«Увы, потеплело сердце твое…»
Перевод С. Северцева
{213} 213 «Увы, потеплело сердце твое…» (стр. 405). — Касыда, в которой аль-Мутанабби выразил обиду на своего покровителя Сейфа ад-Дауля в связи с охлаждением эмира к поэту.
Увы, потеплело сердце твое ко многим сердцам холодным,
К тем, чей недуг — в здоровье моем, к завистливым, неблагородным.
Зачем же любовь и тоску скрывать, что тело мое иссушают,
Если к владыке свою любовь народы провозглашают?
Мы этой любовью объединены и ждем, как благодеянья,
Что каждый в меру своей любви получит и воздаянье.
К тебе я прибыл, когда мечи индийские были в ножнах,
Взирал на тебя, когда их клинки купались в крови безбожных.
Я видел: ты — лучшее на земле из божьих творений славных,
А лучшее в лучшем — твой мудрый дух, себе не имеющий равных.
Ты в бой устремился, и бегство врагов победу твою означало,
Но все-таки тем, что враги ушли, ты был огорчен сначала.
Удары твои заменил им страх пред силой твоей геройской,
И то, что над ними страх совершил, не совершит и войско.
Но ты почитаешь долгом своим то, что другим не под силу:
Не скрыться врагам ни в степи, ни в горах, — ты им уготовил могилу.
Ужель всякий раз, налетев на врагов, в постыдный бег обратив их,
Твой дух устремляет в погоню тебя за полчищем нечестивых?
Тебе — наносить пораженье врагам в каждой смертельной схватке,
А им — принимать жестокий позор, бежать от тебя в беспорядке.
Но ведь для тебя в походе любом победа сладка тогда лишь,
Когда остриями своих клинков ты кудри врагов ужалишь.
О справедливейший, — кроме меня, ко всем на земле справедливый! —
Наш спор — о тебе: ты ответчик в нем, но и судья правдивый.
На нас прозорливый взгляд устремить прошу своего эмира,
Чтоб ложь от истины отличить, зловредный отек — от жира.
Зачем человеку даны глаза? Не сам ли себя он обманет,
Если и к свету и к темноте он безучастным станет?
Я — тот, чьи творенья стали видны даже лишенным зренья,
Тот, чьи слова пробудили слух даже в глухих от рожденья.
Легко чудеса этих слов я творю, о них ничуть не заботясь,
А люди хватают их, спорят, бегут, за каждой строкой охотясь.
Невежда в неведенье будет сперва, усмешке моей поверя,
Пока не почувствует лапы и пасть неумолимого зверя.

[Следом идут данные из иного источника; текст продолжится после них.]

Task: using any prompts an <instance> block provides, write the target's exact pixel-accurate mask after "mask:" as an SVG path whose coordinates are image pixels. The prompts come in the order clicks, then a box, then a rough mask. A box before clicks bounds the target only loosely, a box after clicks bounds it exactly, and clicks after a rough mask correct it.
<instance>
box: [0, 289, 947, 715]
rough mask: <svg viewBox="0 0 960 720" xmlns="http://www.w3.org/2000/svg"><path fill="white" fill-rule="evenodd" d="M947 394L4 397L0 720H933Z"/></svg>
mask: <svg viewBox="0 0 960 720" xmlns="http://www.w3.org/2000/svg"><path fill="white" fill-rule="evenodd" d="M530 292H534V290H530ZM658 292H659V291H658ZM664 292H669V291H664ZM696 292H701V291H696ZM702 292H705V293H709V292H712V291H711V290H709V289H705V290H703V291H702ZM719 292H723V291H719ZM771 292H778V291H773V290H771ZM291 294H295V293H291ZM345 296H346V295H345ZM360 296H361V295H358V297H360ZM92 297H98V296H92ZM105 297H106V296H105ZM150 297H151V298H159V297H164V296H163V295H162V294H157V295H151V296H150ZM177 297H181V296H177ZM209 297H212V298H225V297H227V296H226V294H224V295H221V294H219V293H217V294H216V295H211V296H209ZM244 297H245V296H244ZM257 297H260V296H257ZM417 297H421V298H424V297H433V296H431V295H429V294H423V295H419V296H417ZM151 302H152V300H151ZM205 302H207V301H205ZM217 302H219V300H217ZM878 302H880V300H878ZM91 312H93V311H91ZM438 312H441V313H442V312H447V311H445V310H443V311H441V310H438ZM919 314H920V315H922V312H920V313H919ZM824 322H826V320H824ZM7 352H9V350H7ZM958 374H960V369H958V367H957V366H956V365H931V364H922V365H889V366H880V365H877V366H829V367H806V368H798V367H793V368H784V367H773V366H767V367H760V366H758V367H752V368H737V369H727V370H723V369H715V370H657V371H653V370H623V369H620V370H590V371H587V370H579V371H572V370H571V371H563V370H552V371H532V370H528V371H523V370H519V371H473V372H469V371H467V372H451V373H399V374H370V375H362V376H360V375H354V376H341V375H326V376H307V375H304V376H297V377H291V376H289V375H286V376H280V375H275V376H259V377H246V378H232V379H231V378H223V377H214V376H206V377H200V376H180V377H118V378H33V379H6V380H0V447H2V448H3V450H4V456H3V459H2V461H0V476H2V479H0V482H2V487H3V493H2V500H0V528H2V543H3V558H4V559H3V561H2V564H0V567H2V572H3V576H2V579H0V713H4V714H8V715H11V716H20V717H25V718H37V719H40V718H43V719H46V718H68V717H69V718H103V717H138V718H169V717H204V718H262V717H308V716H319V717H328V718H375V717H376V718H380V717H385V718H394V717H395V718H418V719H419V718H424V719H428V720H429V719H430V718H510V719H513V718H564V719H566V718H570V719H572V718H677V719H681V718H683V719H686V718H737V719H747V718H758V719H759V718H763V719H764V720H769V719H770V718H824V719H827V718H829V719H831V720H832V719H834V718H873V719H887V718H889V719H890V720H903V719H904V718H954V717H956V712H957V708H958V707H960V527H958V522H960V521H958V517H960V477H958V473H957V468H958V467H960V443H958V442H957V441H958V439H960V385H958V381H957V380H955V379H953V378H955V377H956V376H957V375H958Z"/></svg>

Увидев львиных клыков оскал, не думай, что видишь улыбку,
Иначе поплатишься головой за гибельную ошибку.
Решившие жизнь у меня отнять скорее погибнут сами,—
На верном коне в безопасности я, словно в священном храме.
Любых врагов на таком коне смогу всегда побороть я,
Он сделает все, что прикажут ему мои стремена и поводья.
Передние ноги его в прыжке на ногу одну похожи,
И задние ноги его на лету в одну сливаются тоже.
Не раз я скакал с боевым мечом между двумя войсками —
Там, где сшибаются волны смертей, где ярость звенит клинками.
Не раз я скитался с диким зверьем в степях, где не встретишь селенья,
А взгорья и скалы, дивясь на меня, молчали от изумленья.
Ночь, конница, степи знают меня, знают и честь и отвага,
Знают удары копья и меча, и мой калам, и бумага.
О тот, с кем разлука так тяжела! Все, что дано нам судьбою,
Сразу утратит и цену и смысл после разлуки с тобою.
Никто бы, наверное, больше, чем мы, не был тобой почитаем,
Когда бы ты те же чувства питал, какие к тебе питаем!
Но если завистников злобный крик стал для тебя приятным,
Раны, которые ты нанесешь, боли не причинят нам.
Меж нами — о, если б ты это ценил! — знакомства давние узы,
А ведь знакомство для тех, кто мудр, прочней, чем иные союзы.
Напрасно пороки во мне искать — старания эти излишни,
Того, что творишь ты, не смогут принять ни честь твоя, ни всевышний.
Любой порок и любой обман чужды моему благородству,
Я чист, как Плеяды, — а звезд не достичь ни старости, ни уродству.
О, если бы туча, что жизнь мою лишь молниями поражает,
На тех эти молнии перенесла, кого дождем орошает!